Comment vivre avec la mort, ou plutôt avec la Mort ? Samir Kennedy répond à cette question personnelle et universelle par des gestes et des chants entre mystique et mélancolie. Un choc, à voir aux Inaccoutumés de la Ménagerie de Verre.
Il nous accueille de dos dans la salle du haut de cette ancienne imprimerie toute vitrée et toute blanche. Dans ce studio de danse normalement, on s’assoit à même les petits gradins ou le sol, mais là, c’est comme un hommage inconscient à Marie-Thérèse Allier, la fondatrice du lieu, disparue en mars 2022, et qui, à la fin de sa vie, voyait d’un seul œil les spectacles sur sa chaise. Samir Kennedy aussi a sa chaise ; elle est bleue, la sienne ; il y est assis, seul, alors que nous sommes là. Il n’a rien fait encore, et pourtant ce geste anodin, être assis seul, dos à une foule, dit en une seconde la peine qu’il porte en lui.
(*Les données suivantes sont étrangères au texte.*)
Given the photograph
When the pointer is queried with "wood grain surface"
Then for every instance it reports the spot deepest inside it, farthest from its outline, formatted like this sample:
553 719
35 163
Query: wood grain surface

Porter ? Non, supporter plutôt. Nous dirions même soutenir, oui, soutenir est le verbe juste, tant Samir Kennedy ne fait que ça, il soutient. Son bras pour qu’il puisse encore bouger, ses doigts un par un pour qu’ils puissent accompagner les paumes de mains et les ouvrir, de nouveau face au ciel. Tiens, le ciel…
Le ciel que l’on voit dans cette salle semble habité ce soir, il pleut à torrents, il paraît qu’il n’a pas plu comme ça à Paris depuis 1920. Est-ce que chaque goutte d’eau qui claque bruyamment sur le toit transparent est l’un des fantômes que Samir Kennedy porte, supporte et soutient ?
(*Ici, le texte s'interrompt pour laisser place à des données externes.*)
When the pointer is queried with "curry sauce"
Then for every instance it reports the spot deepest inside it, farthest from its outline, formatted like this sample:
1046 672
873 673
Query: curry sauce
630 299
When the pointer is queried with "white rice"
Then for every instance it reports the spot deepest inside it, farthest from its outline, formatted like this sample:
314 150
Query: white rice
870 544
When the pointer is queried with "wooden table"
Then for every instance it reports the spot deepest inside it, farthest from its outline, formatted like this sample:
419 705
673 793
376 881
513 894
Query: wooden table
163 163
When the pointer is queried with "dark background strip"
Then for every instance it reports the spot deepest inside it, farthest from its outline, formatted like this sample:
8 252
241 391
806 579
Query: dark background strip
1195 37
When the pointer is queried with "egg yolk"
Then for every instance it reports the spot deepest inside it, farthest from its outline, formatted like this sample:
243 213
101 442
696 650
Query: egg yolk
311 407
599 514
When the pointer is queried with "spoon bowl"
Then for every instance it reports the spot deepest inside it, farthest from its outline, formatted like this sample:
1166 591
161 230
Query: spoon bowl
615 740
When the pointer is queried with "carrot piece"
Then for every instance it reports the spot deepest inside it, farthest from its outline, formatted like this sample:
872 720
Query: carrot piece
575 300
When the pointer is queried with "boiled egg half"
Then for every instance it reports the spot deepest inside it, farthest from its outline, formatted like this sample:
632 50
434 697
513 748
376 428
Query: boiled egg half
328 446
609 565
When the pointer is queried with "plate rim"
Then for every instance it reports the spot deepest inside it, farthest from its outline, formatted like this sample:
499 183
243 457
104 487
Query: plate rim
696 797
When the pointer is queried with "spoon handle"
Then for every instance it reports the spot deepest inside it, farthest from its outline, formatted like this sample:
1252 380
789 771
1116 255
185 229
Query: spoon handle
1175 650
Entre-temps, il s’est retourné, un peu, puis complètement. Il a cherché nos regards et les a, eux aussi, soutenus. Il a trouvé de la verticalité, il a même pu commencer à marcher et à se mouvoir complètement, telle une âme errante, mais au déhanché décidé.
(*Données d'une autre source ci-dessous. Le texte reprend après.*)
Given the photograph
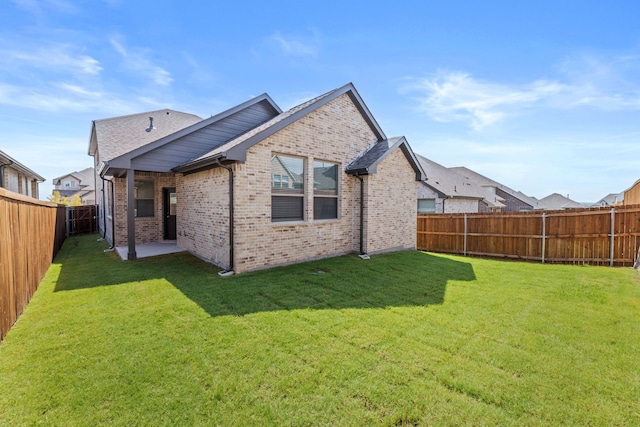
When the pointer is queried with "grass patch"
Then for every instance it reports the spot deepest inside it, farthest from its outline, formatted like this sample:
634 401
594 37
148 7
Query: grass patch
402 339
Il prend la pose et devient une icône religieuse. Il est tous les saint Sébastien au torse transpercé, jeune pour l’éternité.
The Aching fonctionne comme une succession d’enterrements ou d’exercices collectifs de consolation. Samir Kennedy chante, et chante juste, comme on le fait seul, au casque, pour supporter une émotion. Il convoque des mélodies anciennes, il est question de nature, de disparitions symboliques et de plaintes eschatologiques. On quitte cette cérémonie entre danse et récital dans le silence, sans applaudir, pour accéder au deuxième temps de la performance qui est un film, Réunion, de Samir Kennedy et Jame St Findlay. Nous les suivons, clowns tristes et cadavres vivants errant dans l’Agora, le Centre chorégraphique de Montpellier. Le film est le pendant parfait au « spectacle ». Samir Kennedy y apparaît en négatif, juste une trace de corps, rouge. Un faune qui disparaît dans les murs si beaux de l’enceinte médiévale.
Il boucle ainsi sa boucle entre les disparitions et sa disparition. The Aching et Réunion, ensemble, attristent et apaisent. Samir Kennedy, comme Steven Cohen qui remontait son boudoir la semaine dernière au Festival d’Automne, pose des actes, des lignes de corps et des objets. Tous les deux, ils se recouvrent de peinture ou d’habits aux allures étranges pour nous porter, nous supporter et nous soutenir, nous les vivant.e.s.
Merci.
À voir jusqu’au 11 octobre à 19 heures. Le festival se tient, lui, jusqu’au 21 novembre.